Modelling Social Dimensions, Perspectivist Style
Two new papers on bringing a perspectivist lens to social meaning in NLP. In "PISCO: Social Dimensions from a Perspectivist Lens" we model social dimensions of language while embracing — rather than collapsing — disagreement between annotators. In "Learning Perspectivist Social Meaning via Demographic-Conditioned Fusion Embeddings" we propose demographic-conditioned fusion embeddings that let models represent how different social groups perceive the same text differently, instead of forcing a single "ground truth" label.
Penelope: Emotions in NLP
A multidisciplinary project bringing together philosophy, psychology and NLP to explore emotion analysis and related tasks. We surveyed the field's recent work, focusing on the frameworks used in NLP research, and showed that large language models exhibit significant gender bias in emotion attribution — not only assigning different emotions to men and women given the same events, but doing so in line with existing stereotypes: men are overwhelmingly angry, women overwhelmingly sad.
Thinking About Harms, Offensiveness and Hate Speech
NLP research has increasingly embraced the notion of annotator subjectivity, motivated by variation in labelling. This approach treats each annotator's view as valid, which can be well suited to tasks that embed subjectivity, such as sentiment analysis. We argue this construction is inappropriate for tasks like hate speech detection, since it affords equal validity to all positions on, e.g., sexism or racism. Conflating hate and offence can invalidate findings on hate speech — future work should be situated in theory, disentangling the two.
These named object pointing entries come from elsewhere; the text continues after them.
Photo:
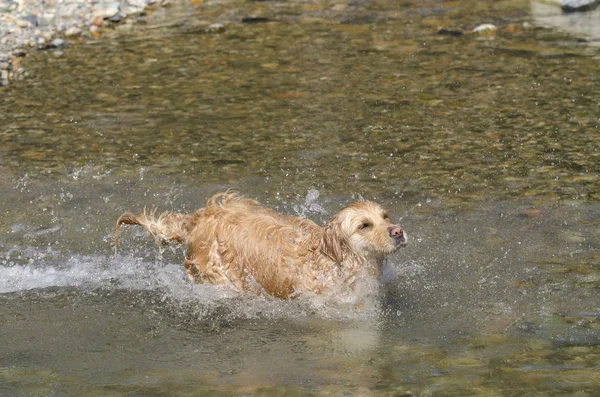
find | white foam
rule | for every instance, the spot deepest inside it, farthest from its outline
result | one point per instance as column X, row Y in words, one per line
column 168, row 282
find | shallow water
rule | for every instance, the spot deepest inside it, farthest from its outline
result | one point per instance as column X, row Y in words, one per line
column 486, row 150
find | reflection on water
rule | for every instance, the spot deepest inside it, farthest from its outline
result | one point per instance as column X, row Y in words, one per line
column 487, row 148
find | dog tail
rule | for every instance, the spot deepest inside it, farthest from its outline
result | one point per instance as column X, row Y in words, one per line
column 166, row 229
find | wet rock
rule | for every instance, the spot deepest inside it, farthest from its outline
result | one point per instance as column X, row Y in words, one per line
column 449, row 32
column 106, row 10
column 118, row 17
column 578, row 5
column 215, row 28
column 255, row 19
column 72, row 31
column 486, row 30
column 27, row 21
column 58, row 42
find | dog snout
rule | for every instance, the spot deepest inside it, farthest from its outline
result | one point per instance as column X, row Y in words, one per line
column 396, row 232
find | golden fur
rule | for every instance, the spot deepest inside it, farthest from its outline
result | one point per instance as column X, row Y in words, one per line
column 234, row 241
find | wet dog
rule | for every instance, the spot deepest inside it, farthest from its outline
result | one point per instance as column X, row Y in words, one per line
column 236, row 242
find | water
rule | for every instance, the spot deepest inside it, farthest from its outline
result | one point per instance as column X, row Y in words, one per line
column 486, row 149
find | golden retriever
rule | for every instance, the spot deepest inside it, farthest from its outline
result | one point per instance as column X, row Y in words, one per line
column 234, row 241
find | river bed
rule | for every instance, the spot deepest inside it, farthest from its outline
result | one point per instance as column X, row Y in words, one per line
column 484, row 148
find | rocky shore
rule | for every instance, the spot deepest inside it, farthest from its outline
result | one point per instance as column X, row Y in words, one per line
column 27, row 25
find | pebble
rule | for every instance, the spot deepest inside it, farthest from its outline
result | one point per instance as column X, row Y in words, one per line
column 578, row 5
column 106, row 10
column 486, row 30
column 30, row 25
column 72, row 31
column 215, row 28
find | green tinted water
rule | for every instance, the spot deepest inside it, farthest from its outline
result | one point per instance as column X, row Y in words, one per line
column 487, row 149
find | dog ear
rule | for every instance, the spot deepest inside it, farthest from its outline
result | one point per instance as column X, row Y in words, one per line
column 331, row 242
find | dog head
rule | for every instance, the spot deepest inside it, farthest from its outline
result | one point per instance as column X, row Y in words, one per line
column 361, row 228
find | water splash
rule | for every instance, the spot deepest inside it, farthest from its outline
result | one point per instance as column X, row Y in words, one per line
column 310, row 205
column 26, row 270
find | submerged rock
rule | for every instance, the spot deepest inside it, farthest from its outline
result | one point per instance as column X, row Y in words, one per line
column 486, row 30
column 578, row 5
column 106, row 10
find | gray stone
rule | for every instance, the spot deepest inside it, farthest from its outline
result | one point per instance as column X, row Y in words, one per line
column 57, row 42
column 106, row 10
column 578, row 5
column 216, row 28
column 72, row 31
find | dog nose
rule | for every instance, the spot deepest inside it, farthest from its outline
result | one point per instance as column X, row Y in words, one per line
column 396, row 232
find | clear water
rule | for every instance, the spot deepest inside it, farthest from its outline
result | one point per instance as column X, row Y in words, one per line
column 486, row 150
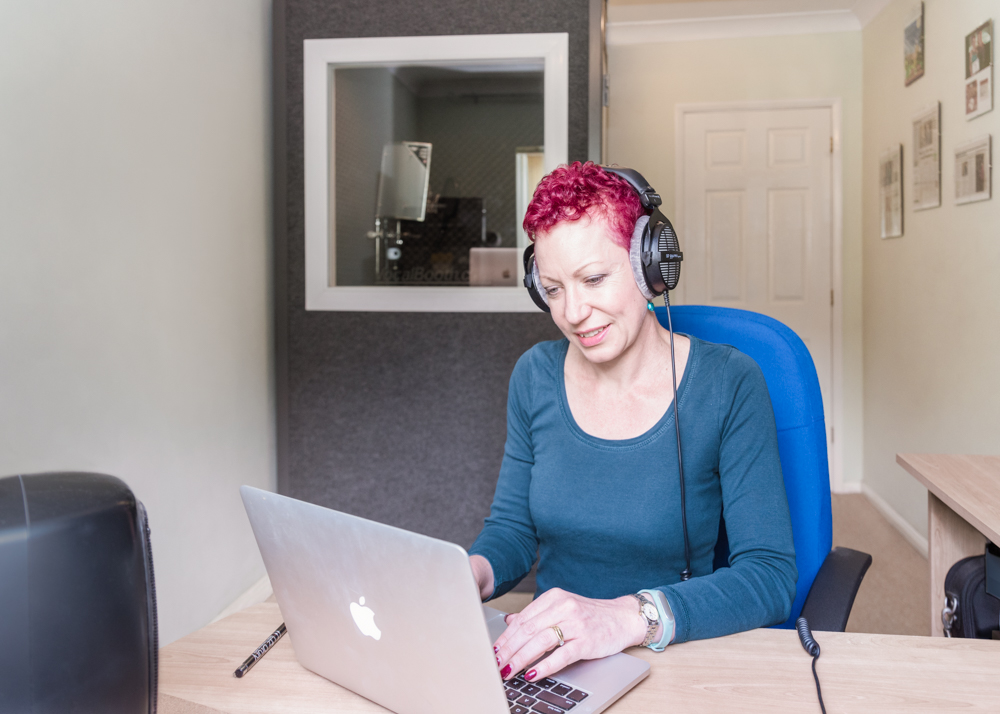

Responding to Sexual Harassment
My thesis focused on abuse detection and mitigation in dialogue systems, particularly conversational agents with female personas. Most commercial conversational AI assistants are feminised, and this can reinforce negative stereotypes of women as subservient, as these systems often produce submissive or sexualised responses to abusive prompts.
Let's Chat Ethics (podcast)
I co-host a podcast with Oriana covering all things tech and ethics, featuring guests from across the sector. Listen on Spotify.
Social class in NLP
Since the foundational work of William Labov on the social stratification of language, linguistics has made concentrated efforts to explore the links between socio-demographic characteristics and language production and perception. But while there is strong evidence for socio-demographic characteristics in language, they are infrequently used in NLP. Age and gender are reasonably well represented, but Labov's original target — socioeconomic status — is noticeably absent. We show empirically that NLP disadvantages less-privileged socioeconomic groups, and argue for closing this gap.